Or, chaque édition des Jeux diffère en ce qui concerne l’investissement déboursé par le Comité d’Organisation. Ainsi, Londres 2012 aurait dépensé la coquette somme de 130 millions de dollars pour mettre en forme et réaliser les quatre Cérémonies olympiques et paralympiques, alors que Rio 2016 aurait limité les frais à 20 millions de dollars pour ses seules Cérémonies olympiques.
Pour Paris 2024, le Comité de Candidature n’avait pas avancé de données chiffrées en 2016-2017, les Cérémonies étant alors mentionnées dans une thématique englobant également la Culture (identité visuelle des Jeux, communication, etc.) pour un budget général estimé à 166,869 millions de dollars (valeur 2016).
Aussi, en prenant une partie de ce budget prévisionnel et en actant le déplacement de la Cérémonie d’ouverture en plein centre de Paris, les dépenses consacrées connaîtraient une inévitable inflation dont la maîtrise constituerait un challenge à part entière pour les organisateurs.
En outre, en ouvrant le site de la soirée inaugurale au plus grand nombre, les organisateurs se priveraient de recettes de billetterie importantes, sauf à envisager un accès payant pour tout ou partie des spectateurs, en fonction du placement en tribunes ou dans une zone debout.
Pour preuve de cet éventuel manque à gagner, Paris 2024 avait projeté, durant la phase de candidature, des recettes de billetterie issues des Cérémonies olympiques d’ouverture et de clôture de l’ordre de 162 millions de dollars (valeur 2016), dont 98,323 millions pour la seule soirée d’ouverture.

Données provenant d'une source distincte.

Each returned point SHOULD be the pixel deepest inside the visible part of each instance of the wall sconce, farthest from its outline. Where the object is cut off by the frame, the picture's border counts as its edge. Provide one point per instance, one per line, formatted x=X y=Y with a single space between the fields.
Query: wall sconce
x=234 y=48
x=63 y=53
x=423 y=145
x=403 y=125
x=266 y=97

Cette projection fut réalisée à l’époque sur la base de billets accessibles dès 27 dollars, avec néanmoins un tarif moyen de 1 471 dollars.
Concernant les Jeux Paralympiques, les recettes attendues des Cérémonies avaient été estimées bien en deçà de celles des Jeux Olympiques, avec une billetterie de 48,43 millions de dollars, dont 30,437 millions pour la Cérémonie d’ouverture et un prix moyen de 455 dollars par ticket d’entrée.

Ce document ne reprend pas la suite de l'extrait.